Dropping anchor by the tiny Aegean island, Antikythera, these sponge divers decided to make the most of their misfortune and dove into the unfamiliar waters of Antikythera to see if they could find any sponges. What they found, however, was a badly decomposed ancient trading ship that had sunk around 80 BC.

According to Lienhard, due to this being the first ancient wreck ever discovered, the Greek government soon after sent the sponge divers back on an official navy ship. Diving 140 feet down for a solid year, the divers brought up statues, amphoras, and various other trade goods.

It appears that one of their most fascinating finds may have been a 2000-year-old computer, now dubbed “The Antikythera Mechanism.” The mechanism was comprised of a badly corroded set of brass gears, encased in a wooden frame about the size of a shoebox. Unfortunately, in 1900, not knowing how to properly preserve ancient wood, the frame collapsed and broke apart.

At the time authorities and experts figured the gadget had to have been some sort of kind of navigational astrolabe, and so the fragments lay neglected in a museum with little or no interest shown in what the device might be. But this not where the story ends...

Scientific American In 1959

Over half a century later, in 1958, a young British physicist and historian of science, Derek Price, became interested in studying this ancient device and came to what could be considered some startling conclusions.

Derek Price wrote in the Scientific American in 1959 what was thought by many to be a monumental study of the time.
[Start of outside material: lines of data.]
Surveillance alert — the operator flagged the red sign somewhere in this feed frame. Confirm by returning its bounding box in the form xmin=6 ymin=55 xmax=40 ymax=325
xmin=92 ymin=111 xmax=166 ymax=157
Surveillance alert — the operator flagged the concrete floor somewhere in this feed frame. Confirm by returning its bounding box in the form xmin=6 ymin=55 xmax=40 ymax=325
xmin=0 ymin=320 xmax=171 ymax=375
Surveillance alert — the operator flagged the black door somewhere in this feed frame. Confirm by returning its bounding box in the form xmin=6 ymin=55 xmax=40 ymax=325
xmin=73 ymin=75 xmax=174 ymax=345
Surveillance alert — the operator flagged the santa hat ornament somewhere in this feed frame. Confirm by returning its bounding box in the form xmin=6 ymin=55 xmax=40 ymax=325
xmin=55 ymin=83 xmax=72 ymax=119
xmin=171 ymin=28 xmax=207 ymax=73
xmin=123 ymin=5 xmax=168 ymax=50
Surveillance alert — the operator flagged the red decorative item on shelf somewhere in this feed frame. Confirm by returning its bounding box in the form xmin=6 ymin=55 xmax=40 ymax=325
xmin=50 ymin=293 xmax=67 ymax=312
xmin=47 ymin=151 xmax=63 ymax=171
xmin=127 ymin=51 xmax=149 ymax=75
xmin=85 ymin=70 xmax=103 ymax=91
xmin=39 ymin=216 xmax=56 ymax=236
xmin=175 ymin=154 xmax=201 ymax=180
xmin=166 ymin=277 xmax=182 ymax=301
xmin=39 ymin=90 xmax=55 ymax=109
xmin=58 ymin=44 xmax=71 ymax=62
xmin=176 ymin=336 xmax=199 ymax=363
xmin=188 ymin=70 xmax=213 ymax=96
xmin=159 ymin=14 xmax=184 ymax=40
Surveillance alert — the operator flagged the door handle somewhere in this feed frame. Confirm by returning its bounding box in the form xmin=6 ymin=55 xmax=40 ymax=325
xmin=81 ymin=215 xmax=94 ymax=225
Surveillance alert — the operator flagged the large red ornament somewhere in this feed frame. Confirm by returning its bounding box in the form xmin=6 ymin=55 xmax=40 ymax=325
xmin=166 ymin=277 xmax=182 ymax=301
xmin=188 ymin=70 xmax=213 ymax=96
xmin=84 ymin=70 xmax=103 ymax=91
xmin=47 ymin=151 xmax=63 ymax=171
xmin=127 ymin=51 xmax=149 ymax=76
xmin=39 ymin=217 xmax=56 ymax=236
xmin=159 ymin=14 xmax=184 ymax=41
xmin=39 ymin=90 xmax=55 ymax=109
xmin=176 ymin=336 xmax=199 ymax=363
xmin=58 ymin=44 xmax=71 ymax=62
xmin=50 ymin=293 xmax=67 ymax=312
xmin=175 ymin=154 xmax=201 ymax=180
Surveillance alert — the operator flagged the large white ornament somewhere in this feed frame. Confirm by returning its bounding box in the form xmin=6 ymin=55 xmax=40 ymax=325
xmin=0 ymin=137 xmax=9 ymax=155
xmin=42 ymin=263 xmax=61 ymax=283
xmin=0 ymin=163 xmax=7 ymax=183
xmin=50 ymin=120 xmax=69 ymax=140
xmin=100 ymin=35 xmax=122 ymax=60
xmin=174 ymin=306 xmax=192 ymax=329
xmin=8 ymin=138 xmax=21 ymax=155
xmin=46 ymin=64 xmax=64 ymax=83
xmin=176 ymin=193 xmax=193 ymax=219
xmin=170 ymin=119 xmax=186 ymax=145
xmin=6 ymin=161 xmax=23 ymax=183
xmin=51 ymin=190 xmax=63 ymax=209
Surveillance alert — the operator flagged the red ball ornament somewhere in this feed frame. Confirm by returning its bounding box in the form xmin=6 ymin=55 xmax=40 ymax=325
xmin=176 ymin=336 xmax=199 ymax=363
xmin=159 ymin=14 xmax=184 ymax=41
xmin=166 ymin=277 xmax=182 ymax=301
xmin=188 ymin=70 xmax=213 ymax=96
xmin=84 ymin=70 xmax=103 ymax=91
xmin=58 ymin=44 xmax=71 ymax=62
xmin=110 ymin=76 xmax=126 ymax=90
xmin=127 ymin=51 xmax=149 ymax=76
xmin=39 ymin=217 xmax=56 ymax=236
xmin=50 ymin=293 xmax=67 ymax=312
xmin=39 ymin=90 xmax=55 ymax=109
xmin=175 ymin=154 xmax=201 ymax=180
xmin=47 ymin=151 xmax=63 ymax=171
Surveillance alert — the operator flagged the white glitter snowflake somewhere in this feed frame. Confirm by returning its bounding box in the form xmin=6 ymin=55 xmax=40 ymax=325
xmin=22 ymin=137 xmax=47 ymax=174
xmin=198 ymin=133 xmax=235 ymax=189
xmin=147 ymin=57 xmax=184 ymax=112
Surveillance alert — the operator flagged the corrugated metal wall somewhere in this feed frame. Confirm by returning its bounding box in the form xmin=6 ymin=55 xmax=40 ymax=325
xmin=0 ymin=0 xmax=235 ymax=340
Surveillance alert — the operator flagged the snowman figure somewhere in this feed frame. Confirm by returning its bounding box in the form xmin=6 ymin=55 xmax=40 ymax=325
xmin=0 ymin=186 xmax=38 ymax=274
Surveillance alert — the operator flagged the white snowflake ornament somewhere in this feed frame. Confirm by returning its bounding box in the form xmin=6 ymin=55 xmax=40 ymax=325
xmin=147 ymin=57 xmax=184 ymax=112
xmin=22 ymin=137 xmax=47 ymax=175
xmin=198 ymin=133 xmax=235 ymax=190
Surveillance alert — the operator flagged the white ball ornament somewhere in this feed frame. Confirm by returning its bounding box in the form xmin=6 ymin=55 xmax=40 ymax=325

Price identified this device as being from circa 80 BC. And while much of the original gearing was obviously missing, there was enough left to show that the device had likely been intended to provide the motions of the Moon and Sun.

“The mechanism is like a great astronomical clock without an escapement, or like a modern analogue computer which uses mechanical parts to save tedious calculation. It is a pity that we have no way of knowing whether the device was turned automatically or by hand.

It might have been held in the hand and turned by a wheel at the side so that it would operate as a computer, possibly for astrological use. I feel it is more likely that it was permanently mounted, perhaps set in a statue, and displayed as an exhibition piece.” Scientific American in 1959

But The Device Was More Sophisticated
But this, also, is not where the story ends... while there has apparently been more than a little scuttlebutt in the scientific community over Price’s alleged fudging with data, there has now been a totally new analysis performed by Michael Wright, the Curator of Mechanical Engineering at the Science Museum in London, utilizing tomography. In his more recent analysis, Wright believes that the device was much more sophisticated than Price ever thought or imagined.

While Price appeared to be on the right track, rather than a front dial with Sun and Moon pointers, Wright feels certain that he has discovered a much more elaborate front dial. It's a front dial that transforms the face of the mechanism into a complete planetarium with eight pointers.

According to Wright: “These eight pointers show not just the places of the sun and moon in the sky but the other five planets then known and the last pointer shows the date.” March 13, 2004 Interview - ABC Radio National

So the first ancient ancestor of the computer was a Greek astronomical mechanism designed to locate the zodiacal positions of the Sun, the Moon, and the five planets (Mercury, Venus, Mars, Jupiter, and Saturn).

According to Phillip Ball - Nature 454, 561 (July 31, 2008) - recent discoveries point to the possibility that the Antikythera
device may have even timetabled the ancient Olympic Games.

There is now speculation (based on newly discovered inscriptions on the device) potentially linking its invention to Archimedes (287 BC – 212 BC) a Greek mathematician, engineer, and astronomer (astrologer).

Knowing all this... the debate nevertheless still continues on. Was the Antikythera Mechanism merely a "play toy" for the rich? Or was it a practical device used by astrologers of the time to cast ancient horoscope charts?